肩にかかる重みはそこまでではありませんが、セシル君の柔らかな銀髪が少しくすぐったい。セシル君の香りが伝わってきて、何だか胸がむずむずしてしまいます。
安心してくれたのか、疲れていたのか。暫くすれば静かな寝息を立て始めたセシル君。肩に乗った頭がより重みを増し、全身から力が抜けて私に凭れ掛かって。
寝顔が見れないのが少し残念ではありますが、こんなに気を許したセシル君は初めてかもしれません。
セシル君は基本的に警戒心が高いから、無防備な姿を見せるのは滅多にないです。研究室で仮眠してたって私が近付いたらさっと起きてしまいますから。それか隣の仮眠室で寝顔は見せないを徹底する人です。
だからこそ、この体勢は私を信頼してくれての事だと分かります。前だったらこの距離でこんな体勢なんて有り得ませんでしたから。
少しは、セシル君の内側に入れてくれたのでしょうか。……そりゃあセシル君、私を大切にしてくれてますし時々意地悪ですけど優しいですし、仲良しだとは思ってますが……何処か、一線を引かれていた気がするのです。
でも、最近は……あの討伐くらいから、セシル君は私にその線をなくしてくれている気がするのです。それが嬉しくて仕方ありません。
ついつい緩んでしまう頬。けれど私の表情を見る人なんて今此処に居ないのですから、そのまま微笑んでセシル君の掌にそっと触れます。
手持ち無沙汰だった私の掌をゆっくり重ねて少しだけセシル君の指先に絡めると、むずむずしたのか喉を鳴らすセシル君。
起こしてしまったと思いましたがただ「ん……」ともぞもぞするだけ。可愛いなあ、と本人には言えそうにない感想を抱いていたら、重ねていた掌がセシル君にきゅっと握られます。
寝ているのか力は弱いものですが、私を求めるように包み込んで指をしっかりと絡めてくるセシル君は、いつになく甘えてきてくれた気が、して。……胸が、ふわっと温かくなる。
「……ゆっくり休んで下さいね」
私のせいで疲れたのですから、幾らでも私に寄り掛かって下さい。たとえ原因が私でなくても、私はセシル君に頼って貰えて、嬉しいのですよ。もっと、近付いてきても、良いのに。
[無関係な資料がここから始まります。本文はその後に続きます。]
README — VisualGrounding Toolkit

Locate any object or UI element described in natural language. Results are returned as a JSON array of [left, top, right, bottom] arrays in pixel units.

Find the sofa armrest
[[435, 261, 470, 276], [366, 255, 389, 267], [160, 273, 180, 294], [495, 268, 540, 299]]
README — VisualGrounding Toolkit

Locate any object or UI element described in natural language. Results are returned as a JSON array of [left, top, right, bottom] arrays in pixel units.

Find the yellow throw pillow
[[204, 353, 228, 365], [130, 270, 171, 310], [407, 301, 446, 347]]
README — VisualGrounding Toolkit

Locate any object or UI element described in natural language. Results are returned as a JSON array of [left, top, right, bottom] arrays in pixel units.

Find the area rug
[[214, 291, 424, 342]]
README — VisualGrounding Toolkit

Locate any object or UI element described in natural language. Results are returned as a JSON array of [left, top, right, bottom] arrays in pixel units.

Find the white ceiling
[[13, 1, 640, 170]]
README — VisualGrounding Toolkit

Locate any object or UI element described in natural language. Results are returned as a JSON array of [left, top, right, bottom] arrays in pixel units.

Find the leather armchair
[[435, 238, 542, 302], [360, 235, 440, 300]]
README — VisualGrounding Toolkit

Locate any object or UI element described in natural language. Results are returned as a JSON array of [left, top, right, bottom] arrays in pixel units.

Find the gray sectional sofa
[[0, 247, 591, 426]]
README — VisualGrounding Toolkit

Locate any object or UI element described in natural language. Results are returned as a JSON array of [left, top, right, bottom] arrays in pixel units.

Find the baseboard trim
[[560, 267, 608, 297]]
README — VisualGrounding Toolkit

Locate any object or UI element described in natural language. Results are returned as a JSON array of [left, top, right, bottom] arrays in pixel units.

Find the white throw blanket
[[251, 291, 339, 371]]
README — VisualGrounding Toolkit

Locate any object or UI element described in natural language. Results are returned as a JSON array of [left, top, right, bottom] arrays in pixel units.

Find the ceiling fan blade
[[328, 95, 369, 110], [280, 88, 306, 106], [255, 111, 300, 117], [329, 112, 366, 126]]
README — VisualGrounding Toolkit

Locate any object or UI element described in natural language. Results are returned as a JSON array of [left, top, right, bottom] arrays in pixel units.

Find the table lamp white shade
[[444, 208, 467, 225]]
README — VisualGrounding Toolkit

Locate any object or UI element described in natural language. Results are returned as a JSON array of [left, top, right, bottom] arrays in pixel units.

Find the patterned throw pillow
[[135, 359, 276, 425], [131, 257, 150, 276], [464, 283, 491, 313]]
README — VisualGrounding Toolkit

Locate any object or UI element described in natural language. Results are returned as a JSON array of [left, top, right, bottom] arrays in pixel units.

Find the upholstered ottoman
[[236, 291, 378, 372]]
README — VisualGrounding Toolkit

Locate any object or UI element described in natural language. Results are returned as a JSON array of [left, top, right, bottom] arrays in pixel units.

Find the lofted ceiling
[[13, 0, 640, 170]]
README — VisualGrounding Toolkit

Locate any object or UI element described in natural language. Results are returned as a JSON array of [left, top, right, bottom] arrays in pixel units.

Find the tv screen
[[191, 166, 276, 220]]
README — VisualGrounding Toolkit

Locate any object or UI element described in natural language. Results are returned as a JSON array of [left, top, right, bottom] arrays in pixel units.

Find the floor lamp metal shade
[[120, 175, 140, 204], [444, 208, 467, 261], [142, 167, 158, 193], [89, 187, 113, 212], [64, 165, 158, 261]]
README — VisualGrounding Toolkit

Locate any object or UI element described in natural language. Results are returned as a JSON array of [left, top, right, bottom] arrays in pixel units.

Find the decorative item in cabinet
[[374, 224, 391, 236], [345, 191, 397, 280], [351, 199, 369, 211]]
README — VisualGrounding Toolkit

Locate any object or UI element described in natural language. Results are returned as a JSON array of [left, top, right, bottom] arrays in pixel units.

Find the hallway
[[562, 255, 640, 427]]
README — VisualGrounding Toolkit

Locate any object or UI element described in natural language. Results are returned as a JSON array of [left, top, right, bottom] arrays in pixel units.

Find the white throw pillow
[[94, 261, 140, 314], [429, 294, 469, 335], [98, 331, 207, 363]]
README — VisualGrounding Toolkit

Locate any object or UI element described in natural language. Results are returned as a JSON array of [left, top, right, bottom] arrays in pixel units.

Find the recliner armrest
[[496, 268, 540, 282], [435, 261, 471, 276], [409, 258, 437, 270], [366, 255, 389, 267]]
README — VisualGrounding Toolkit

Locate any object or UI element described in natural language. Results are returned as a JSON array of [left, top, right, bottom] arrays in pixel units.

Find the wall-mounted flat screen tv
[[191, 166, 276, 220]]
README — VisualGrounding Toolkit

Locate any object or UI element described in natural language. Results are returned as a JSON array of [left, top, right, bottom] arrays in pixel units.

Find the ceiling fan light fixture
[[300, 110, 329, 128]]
繋いだ手はとても温かく、心地好く、私も人肌が好きなのでうとうとしてきてしまいます。このままだとそのまま一緒に寝てしまいそうな……。二時間後に起こせ、と言われましたが、ちょっと無理かも。
起きれなかったらごめんなさいと小さく謝って、私もセシル君の頭にこつんと頭を凭れ掛からせ、そのまま瞳を閉じます。くっついた温もりとセシル君の香りに、私が眠りにつくのはそう時間はかかりませんでした。